Thanks - Jul 27th 2012, 04:11 AMgirdavRe: Radical is an Ideal
Take $\displaystyle r$ in the radical , $\displaystyle x$ an element of the algebra and $\displaystyle f$ a scalar homomorphism. Show that $\displaystyle f(rx)=0=f(xr)$.

- Jul 28th 2012, 08:54 AMCairoRe: Radical is an Ideal
- Jul 28th 2012, 08:58 AMgirdavRe: Radical is an Ideal
What's wrong with this?

- Jul 28th 2012, 09:09 AMCairoRe: Radical is an Ideal
Do we not need to prove that it is a subspace of X too?

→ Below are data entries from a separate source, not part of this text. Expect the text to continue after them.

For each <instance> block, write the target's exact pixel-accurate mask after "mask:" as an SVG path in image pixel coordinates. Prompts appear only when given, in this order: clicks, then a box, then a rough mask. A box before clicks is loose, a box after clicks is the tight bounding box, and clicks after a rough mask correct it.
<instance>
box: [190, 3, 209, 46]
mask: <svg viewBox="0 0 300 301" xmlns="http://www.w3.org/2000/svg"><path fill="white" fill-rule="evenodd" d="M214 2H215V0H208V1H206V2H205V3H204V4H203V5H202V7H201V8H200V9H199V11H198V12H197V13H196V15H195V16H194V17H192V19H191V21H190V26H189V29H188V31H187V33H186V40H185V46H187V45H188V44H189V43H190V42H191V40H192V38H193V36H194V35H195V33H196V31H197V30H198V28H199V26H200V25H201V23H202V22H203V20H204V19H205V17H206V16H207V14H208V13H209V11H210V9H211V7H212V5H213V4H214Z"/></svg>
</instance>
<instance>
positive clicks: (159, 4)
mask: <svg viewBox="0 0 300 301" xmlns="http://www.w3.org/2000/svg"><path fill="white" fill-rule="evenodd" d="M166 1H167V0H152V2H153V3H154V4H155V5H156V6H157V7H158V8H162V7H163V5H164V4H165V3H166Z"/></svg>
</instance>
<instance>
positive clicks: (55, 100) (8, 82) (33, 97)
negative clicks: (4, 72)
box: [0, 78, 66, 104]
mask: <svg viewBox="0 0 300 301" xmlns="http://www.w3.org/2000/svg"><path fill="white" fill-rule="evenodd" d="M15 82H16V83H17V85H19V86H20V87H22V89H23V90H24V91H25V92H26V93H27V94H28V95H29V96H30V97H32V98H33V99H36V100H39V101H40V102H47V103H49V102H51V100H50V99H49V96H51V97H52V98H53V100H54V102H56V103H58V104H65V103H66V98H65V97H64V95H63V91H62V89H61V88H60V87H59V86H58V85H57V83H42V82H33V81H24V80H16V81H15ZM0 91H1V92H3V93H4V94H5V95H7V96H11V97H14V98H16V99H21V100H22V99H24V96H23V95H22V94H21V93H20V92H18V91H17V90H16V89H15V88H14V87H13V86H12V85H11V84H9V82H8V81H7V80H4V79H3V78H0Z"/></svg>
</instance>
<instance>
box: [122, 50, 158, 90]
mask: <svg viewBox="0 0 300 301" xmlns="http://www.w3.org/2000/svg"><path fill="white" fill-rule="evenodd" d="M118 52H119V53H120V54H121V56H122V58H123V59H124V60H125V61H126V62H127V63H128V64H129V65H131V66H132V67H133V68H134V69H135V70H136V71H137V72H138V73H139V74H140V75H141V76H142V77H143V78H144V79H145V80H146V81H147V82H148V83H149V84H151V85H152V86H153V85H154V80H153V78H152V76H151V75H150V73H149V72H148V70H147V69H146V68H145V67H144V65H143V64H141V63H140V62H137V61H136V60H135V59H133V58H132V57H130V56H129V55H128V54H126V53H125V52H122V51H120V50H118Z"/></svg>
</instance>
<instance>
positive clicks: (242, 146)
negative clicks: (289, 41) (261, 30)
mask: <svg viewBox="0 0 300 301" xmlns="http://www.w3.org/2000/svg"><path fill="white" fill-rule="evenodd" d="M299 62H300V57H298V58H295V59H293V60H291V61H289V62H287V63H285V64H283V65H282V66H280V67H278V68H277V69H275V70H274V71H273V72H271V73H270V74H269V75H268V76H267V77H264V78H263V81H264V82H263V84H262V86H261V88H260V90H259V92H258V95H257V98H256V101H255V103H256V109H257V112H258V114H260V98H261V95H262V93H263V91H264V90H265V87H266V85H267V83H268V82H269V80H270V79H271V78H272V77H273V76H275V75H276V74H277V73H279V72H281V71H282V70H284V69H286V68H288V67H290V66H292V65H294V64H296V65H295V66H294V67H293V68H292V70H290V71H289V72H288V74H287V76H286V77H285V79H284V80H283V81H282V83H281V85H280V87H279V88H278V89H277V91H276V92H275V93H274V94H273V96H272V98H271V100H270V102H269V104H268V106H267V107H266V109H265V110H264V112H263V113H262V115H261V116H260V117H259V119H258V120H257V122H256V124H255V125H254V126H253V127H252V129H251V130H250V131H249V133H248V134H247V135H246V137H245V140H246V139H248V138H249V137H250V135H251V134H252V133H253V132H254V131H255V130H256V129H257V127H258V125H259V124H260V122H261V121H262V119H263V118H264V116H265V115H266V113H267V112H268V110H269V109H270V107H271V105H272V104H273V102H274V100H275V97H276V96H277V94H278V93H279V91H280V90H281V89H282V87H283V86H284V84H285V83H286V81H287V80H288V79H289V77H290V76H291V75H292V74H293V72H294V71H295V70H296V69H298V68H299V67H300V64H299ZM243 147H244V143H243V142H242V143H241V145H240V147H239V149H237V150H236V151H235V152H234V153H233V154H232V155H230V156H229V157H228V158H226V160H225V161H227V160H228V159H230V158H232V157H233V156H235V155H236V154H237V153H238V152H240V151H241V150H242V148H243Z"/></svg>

I'm really confused and having be drowning in functional analysis problems all day. Are you able to offer a full proof? - Jul 28th 2012, 09:14 AMgirdavRe: Radical is an Ideal
Yes, we also need to check that the radical is stable by sums: the sum of two elements of the ideal still is in the ideal. After that, I think we get all the condition that an ideal needs to satisfy (ideal in sense of ring theory, I mean).

- Jul 28th 2012, 09:18 AMCairoRe: Radical is an Ideal
So if x, y in Ker(f) and lambda, mu in C, then

f(lambda(x) + mu(y)) = f(lambda(x)) + f(mu(y))= lambda f(x) + mu f(y) = lambda.0 + mu.0 = 0, so that lambda(x)+mu(y) in Ker(f)?